The rest of this chapter on the covenant is focused on the covenant that God established with man because of, and after, the fall of man into sin. That covenant is "commonly called the covenant of grace."
On a first reading, one might think that the covenant of grace is confined strictly to the New Testament. The Confession says that, once Adam disobeyed and "made himself incapable of life," the Lord established the covenant of grace "wherein He freely offers unto sinners life and salvation by Jesus Christ." Since life is offered "by Jesus Christ," surely this can refer only to that time when and after Christ became flesh and dwelt among us.

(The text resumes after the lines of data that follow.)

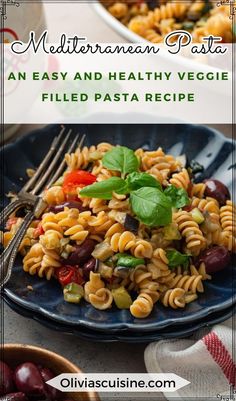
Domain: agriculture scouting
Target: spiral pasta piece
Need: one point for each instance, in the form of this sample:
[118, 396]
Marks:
[93, 285]
[181, 179]
[122, 242]
[170, 10]
[49, 222]
[80, 159]
[102, 299]
[198, 190]
[33, 259]
[158, 263]
[227, 214]
[142, 249]
[54, 195]
[174, 298]
[190, 230]
[51, 239]
[142, 306]
[188, 283]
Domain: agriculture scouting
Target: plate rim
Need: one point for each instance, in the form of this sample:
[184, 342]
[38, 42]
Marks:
[115, 337]
[133, 326]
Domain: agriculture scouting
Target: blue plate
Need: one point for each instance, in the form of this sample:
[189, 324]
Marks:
[128, 337]
[207, 146]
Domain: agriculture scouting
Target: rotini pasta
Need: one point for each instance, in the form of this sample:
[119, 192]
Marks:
[154, 21]
[136, 245]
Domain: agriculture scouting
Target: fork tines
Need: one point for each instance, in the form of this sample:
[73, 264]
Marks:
[53, 164]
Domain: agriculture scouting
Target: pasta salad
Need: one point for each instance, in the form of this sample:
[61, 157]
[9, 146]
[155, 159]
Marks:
[153, 20]
[129, 228]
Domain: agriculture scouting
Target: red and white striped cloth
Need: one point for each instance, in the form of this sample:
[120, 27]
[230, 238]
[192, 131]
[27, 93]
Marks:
[205, 359]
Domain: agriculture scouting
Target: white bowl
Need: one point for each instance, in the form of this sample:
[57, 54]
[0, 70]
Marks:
[126, 33]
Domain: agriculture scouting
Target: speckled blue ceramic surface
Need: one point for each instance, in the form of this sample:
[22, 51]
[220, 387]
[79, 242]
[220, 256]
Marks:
[180, 331]
[200, 143]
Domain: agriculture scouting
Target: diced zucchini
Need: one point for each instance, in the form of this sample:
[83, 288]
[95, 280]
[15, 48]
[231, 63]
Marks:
[105, 270]
[122, 298]
[171, 232]
[197, 215]
[102, 251]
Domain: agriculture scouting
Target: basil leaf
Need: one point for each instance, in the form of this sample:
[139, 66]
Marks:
[139, 180]
[151, 206]
[104, 189]
[176, 258]
[177, 196]
[121, 159]
[128, 260]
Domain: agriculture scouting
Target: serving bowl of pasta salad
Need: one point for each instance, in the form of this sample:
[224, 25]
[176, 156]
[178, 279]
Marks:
[138, 232]
[153, 20]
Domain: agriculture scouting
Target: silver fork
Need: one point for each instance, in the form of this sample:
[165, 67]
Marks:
[29, 196]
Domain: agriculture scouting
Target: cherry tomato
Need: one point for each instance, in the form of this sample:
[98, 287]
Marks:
[76, 179]
[69, 274]
[38, 231]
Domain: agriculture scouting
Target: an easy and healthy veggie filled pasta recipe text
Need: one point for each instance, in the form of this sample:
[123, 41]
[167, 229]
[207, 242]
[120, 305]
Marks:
[129, 228]
[154, 19]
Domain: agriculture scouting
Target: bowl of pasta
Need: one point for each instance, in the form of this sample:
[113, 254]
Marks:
[153, 20]
[25, 370]
[137, 234]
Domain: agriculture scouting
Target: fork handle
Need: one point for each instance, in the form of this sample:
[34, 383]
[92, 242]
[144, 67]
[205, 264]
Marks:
[12, 207]
[8, 256]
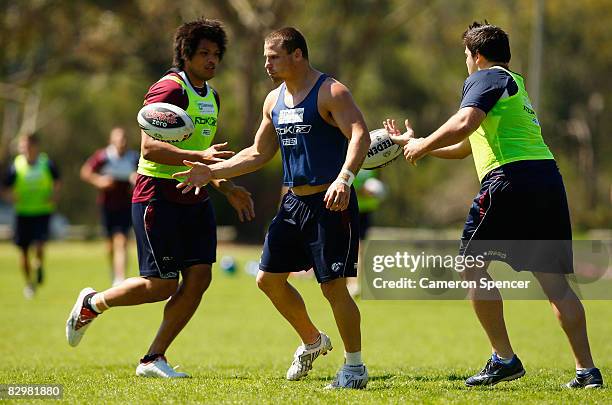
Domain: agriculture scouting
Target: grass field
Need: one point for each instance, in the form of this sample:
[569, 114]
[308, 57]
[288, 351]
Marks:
[237, 348]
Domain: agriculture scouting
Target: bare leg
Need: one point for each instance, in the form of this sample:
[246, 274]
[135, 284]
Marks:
[289, 303]
[40, 255]
[569, 311]
[110, 254]
[182, 306]
[489, 308]
[24, 263]
[345, 312]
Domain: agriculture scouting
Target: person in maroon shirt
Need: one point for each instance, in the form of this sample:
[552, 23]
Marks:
[175, 232]
[112, 171]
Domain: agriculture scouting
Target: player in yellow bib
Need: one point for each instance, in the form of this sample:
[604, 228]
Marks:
[32, 184]
[175, 233]
[521, 207]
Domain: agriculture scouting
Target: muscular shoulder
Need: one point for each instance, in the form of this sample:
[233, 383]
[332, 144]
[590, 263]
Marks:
[167, 91]
[488, 77]
[332, 91]
[484, 88]
[270, 101]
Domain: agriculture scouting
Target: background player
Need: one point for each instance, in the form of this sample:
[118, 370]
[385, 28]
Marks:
[112, 171]
[175, 233]
[33, 187]
[323, 140]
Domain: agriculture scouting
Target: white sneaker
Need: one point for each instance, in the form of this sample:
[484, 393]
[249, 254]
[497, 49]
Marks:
[303, 358]
[159, 368]
[117, 281]
[79, 319]
[355, 377]
[28, 291]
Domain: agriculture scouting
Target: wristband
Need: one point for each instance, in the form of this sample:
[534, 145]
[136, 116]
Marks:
[348, 181]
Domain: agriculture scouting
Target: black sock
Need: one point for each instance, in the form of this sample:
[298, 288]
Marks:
[150, 357]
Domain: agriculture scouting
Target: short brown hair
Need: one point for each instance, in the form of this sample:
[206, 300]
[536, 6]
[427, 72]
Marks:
[488, 40]
[188, 37]
[291, 39]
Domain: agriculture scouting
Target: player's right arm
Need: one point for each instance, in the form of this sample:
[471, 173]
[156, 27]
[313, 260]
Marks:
[168, 154]
[168, 91]
[247, 160]
[459, 150]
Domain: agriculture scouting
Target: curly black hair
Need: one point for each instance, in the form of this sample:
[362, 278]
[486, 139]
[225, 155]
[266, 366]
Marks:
[188, 37]
[488, 40]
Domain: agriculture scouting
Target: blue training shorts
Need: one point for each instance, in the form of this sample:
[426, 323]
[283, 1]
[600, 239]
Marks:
[172, 237]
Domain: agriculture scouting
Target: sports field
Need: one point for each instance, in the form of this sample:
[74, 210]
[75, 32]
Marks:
[237, 348]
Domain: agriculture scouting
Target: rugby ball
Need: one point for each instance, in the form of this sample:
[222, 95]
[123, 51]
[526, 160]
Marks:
[165, 122]
[382, 150]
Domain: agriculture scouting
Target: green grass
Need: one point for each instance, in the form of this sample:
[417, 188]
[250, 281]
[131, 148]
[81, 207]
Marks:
[237, 347]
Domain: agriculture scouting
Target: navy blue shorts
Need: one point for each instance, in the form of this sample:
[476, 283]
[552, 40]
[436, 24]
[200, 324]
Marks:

The beauty of covenant theology, however, is that it has its focus in Christ from Genesis 3:15 into eternity future. As the Confession goes on to say: "This covenant was differently administered in the time of the law, and in the time of the Gospel: under the law it was administered by promises, prophecies, sacrifices, circumcision, the paschal lamb, and other types and ordinances delivered to the people of the Jews, all foresignifying Christ to come; which were, for that time, sufficient and efficacious, through the operation of the Spirit, to instruct and build up the elect in faith in the promised Messiah, by whom they had full remission of sins, and eternal salvation; and is called the Old Testament." (section 5)

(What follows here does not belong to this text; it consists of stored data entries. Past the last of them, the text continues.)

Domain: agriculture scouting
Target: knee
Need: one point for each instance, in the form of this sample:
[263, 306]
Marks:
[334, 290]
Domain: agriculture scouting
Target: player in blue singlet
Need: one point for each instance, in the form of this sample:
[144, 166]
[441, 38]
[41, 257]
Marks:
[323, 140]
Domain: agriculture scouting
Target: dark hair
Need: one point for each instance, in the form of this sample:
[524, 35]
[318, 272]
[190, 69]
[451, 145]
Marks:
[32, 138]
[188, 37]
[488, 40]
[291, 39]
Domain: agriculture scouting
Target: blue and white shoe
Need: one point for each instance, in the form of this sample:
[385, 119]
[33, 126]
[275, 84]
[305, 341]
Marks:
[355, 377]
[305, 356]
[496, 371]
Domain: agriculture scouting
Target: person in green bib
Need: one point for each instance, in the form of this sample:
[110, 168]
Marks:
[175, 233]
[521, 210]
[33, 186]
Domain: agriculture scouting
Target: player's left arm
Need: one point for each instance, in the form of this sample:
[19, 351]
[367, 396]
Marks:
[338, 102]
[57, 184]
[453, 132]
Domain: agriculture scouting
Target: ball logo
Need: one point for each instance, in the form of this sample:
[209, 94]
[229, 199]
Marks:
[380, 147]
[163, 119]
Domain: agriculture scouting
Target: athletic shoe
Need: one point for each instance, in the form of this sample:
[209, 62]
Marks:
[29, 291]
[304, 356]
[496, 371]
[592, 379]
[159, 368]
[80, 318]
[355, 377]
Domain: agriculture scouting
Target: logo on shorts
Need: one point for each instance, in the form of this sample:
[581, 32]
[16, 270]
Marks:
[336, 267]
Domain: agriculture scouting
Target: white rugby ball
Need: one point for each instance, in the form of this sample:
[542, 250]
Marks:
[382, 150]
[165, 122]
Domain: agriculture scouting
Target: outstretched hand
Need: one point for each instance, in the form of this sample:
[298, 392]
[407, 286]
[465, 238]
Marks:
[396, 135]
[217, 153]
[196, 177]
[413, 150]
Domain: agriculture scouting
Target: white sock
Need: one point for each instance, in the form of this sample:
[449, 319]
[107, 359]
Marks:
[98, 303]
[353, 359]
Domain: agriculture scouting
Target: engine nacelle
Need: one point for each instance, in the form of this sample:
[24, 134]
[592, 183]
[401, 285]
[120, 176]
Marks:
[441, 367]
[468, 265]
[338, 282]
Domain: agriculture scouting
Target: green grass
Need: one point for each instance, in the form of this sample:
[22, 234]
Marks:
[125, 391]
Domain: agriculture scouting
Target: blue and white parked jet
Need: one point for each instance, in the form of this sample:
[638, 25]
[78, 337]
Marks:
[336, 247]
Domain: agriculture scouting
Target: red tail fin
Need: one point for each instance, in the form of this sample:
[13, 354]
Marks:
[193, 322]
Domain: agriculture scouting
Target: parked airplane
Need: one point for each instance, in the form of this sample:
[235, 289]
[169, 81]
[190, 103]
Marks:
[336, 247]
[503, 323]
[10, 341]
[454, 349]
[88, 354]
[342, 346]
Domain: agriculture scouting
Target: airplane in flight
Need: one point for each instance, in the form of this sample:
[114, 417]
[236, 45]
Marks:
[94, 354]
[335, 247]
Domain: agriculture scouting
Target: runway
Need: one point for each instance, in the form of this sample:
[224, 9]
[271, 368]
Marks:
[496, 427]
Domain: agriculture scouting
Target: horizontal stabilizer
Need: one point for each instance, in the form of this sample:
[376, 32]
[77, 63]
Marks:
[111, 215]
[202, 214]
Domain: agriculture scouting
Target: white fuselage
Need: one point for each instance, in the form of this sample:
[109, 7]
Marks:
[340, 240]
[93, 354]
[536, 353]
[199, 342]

That is, while it is recognized that the covenant of grace was administered differently in redemptive history, there is no need or biblical burden to turn the recognition of different dispensations into an "-ism." All of the dispensations have the promised Messiah as their central focus, in recognition that the promised Messiah would himself come, finally and fully, to redeem. So, the promises, prophecies, sacrifices, etc. under the Old Covenant foresignify Christ; they were meant to turn the spiritual eyes and hearts of the Lord's people to Him and His gracious provision of a Redeemer (cf. Job 19:25). The Old Covenant was not "Plan A," to which another "Plan" needed to be amended, given Israel's failure. The continuity of redemptive history, set in bold relief in the Old Covenant, is seen in the continual indications and signs, which were a part of daily Old Covenant existence, which themselves were meant and designed to point beyond themselves to a need for and promise of One who would redeem (cf. Heb. 9:7-18).

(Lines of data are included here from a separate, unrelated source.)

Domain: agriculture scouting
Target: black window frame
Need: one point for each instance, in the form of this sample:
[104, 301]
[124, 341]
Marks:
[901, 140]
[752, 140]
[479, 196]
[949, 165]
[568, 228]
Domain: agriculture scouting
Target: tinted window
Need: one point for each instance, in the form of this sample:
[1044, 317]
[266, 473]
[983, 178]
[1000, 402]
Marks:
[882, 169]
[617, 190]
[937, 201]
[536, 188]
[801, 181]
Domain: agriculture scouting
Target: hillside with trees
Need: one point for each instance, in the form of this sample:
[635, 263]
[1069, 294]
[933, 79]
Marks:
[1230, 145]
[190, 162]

In and since the era of the New Testament, "when Christ, the substance, was exhibited, the ordinances in which this covenant is dispensed are the preaching of the Word, and the administration of the sacraments of Baptism and the Lord's Supper..." (section 6). That is, the plan of God for the people of God is the church of Jesus Christ and its new covenant administration. So, says the Confession, "There are not therefore two covenants of grace, differing in substance, but one and the same, under various dispensations." Note, there is no difference "in substance" between the Old and New Covenants, because the substance of the covenant of grace is Christ Himself.
One of the most significant and potentially life-changing applications of this latter truth is that, when we read, teach or preach the Scriptures, we ought to see Christ there. We ought to see that the one plan of God, since the fall, was to redeem a people and to defeat His enemies, and that the entirety of redemptive history is caught up with that plan, and all to His glory. The announcement of Genesis 3:15 sets the terms of the rest of history, and everything revealed to the Lord's people after that is pointing to the glory of the One who came, and who dwelt among us, who defeated Satan, and the last enemy, death, at the cross, and who now sits at the right hand of the Majesty on high.
Westminster Confession Chapter 7 will change the life of anyone who has ears to hear. It begins and it ends with God's gracious condescension. That condescension is on display now and into eternity future as, now by faith but then by sight, we see the light of the glory of God in the face of Jesus Christ, who is the substance of the covenant.